The majority of new LCVs are bought in large numbers by a relatively small group of large fleets – utilities, Government, local authorities, short-term rental and logistics companies are among the major buyers.

However, these fleets have extended operating cycles and cut vehicle numbers to find much-needed savings in the difficult economic climate.

For example, Openreach, part of the BT Group, cuts its fleet of 24,000 vehicles by 2,000 in a single year – 95% of which were vans.

As a result, it saved £8-10 million in leasing costs alone in the past year and it’s aiming to reduce its fleet by a further 800 vehicles during the next year.

Cooke said: “The used LCV market equilibrium has clearly been upset over the past four to five years by the steep drop in new LCV sales, a reflection of the most severe and lasting economic downturn on record.”

Sales volumes for the first seven months of 2012 are down 7.8% on the previous year at 138,699 units – with the rolling year total standing at 248,452.

The effect of a shortfall in used stock is already being seen in the used market. Monthly values in the fleet and lease LCV sector improved from £4,965 in June to £5,029 in July, according to figures from BCA.

The year-on-year figures again highlight the longer-term value growth across the fleet and lease sector.
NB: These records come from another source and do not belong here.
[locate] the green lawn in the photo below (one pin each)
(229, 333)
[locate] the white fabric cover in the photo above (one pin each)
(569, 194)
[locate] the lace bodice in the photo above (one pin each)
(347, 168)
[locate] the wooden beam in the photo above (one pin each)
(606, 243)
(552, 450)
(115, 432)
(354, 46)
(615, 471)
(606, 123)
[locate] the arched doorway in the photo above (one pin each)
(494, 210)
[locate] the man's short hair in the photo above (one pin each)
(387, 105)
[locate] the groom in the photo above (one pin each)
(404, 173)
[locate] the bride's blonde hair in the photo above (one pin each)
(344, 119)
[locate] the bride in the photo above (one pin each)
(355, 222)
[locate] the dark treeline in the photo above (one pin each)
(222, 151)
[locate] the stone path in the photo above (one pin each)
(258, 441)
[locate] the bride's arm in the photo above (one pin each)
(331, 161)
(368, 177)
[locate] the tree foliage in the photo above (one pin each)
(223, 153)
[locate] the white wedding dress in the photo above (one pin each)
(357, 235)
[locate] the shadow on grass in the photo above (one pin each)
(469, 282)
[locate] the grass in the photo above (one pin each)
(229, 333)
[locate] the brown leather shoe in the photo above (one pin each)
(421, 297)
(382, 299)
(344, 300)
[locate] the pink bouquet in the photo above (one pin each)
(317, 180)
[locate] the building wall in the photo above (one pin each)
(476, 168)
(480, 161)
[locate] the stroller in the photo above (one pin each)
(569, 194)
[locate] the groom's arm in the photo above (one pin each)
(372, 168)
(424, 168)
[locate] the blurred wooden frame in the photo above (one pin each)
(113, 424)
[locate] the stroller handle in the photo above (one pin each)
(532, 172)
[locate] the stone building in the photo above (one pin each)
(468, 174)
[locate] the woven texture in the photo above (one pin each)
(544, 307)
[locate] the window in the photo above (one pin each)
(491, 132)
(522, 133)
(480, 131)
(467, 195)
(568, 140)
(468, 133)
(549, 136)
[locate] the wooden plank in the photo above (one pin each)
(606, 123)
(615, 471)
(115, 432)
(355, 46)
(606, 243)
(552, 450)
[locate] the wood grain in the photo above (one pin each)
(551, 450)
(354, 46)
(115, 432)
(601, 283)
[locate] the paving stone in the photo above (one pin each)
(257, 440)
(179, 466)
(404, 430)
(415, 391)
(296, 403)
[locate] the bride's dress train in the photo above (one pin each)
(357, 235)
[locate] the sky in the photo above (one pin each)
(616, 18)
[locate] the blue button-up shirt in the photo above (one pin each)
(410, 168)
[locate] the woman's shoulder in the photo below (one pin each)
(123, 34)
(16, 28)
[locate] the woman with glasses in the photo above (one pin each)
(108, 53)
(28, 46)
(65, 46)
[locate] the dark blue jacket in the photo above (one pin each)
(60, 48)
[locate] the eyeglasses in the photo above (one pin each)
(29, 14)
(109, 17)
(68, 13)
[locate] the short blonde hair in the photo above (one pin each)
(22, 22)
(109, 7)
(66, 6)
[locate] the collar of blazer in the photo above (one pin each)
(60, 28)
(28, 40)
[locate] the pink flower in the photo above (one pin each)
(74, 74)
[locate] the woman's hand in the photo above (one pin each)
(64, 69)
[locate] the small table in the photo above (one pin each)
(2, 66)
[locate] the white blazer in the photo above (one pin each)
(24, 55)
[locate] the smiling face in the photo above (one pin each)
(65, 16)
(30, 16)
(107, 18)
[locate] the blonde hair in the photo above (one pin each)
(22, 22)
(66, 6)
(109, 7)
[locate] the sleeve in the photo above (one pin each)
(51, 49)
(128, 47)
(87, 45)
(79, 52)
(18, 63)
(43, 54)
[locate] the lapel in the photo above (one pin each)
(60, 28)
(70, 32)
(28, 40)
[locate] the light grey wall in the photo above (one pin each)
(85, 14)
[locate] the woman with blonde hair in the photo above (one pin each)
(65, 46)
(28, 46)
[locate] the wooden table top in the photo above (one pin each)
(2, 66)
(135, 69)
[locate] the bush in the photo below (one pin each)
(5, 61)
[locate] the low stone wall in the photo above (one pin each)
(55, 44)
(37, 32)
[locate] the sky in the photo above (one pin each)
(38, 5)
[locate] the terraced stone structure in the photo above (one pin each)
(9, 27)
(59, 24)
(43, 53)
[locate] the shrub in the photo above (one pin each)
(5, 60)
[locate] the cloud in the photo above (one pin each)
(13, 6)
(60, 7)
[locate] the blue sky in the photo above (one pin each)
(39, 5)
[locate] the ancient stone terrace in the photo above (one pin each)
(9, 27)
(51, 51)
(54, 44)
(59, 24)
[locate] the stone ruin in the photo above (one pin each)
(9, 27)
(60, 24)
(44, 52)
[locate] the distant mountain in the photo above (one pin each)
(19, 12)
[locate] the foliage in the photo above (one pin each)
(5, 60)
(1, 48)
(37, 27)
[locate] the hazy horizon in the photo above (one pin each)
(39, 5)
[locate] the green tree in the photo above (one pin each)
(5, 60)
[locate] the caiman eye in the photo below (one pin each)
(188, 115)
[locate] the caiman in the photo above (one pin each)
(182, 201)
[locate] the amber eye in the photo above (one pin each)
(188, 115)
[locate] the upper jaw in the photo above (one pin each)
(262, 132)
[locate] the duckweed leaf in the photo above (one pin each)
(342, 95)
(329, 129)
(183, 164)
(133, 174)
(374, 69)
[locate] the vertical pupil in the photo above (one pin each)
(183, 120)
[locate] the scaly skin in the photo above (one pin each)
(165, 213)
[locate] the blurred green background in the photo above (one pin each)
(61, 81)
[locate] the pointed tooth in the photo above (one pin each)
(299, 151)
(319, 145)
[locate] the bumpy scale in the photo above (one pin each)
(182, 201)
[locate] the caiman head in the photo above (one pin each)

July 2012 was £416 (9%) ahead of the same month last year – despite the average van being two months older and 9,000 miles higher this year.

Duncan Ward, BCA’s general manager for commercial vehicles, said: “Values remain relatively high because there is a real shortage of good quality, ready to retail used vans, which is leading to fierce competition and generally rising values for the best examples reaching the remarketing arena.

“This stock shortage is a long-term issue and is unlikely to change while new van volumes languish well below pre-recession levels and the wider economic conditions remain so challenging.”

Year-on-year, Manheim’s July market report also supports the view of the used LCV market.

For example, car-derived van values are up £154, despite being two months older; while smaller panel vans have increased their value by £101, despite being three months older and having over 6,000 more miles on the clock, compared to the average vehicle sold at auction last year.

Glass’s highlighted the potential for a shortage of stock two years ago when it said if there is to be less used stock to retail, “the necessity will be to remarket each vehicle to its maximum potential”.

The vehicle market analyst added: “This will be of benefit to all, from manufacturers and their customers, who should receive an RV uplift, and each stage along the wholesale chain where potentially, more profit per deal can be taken.”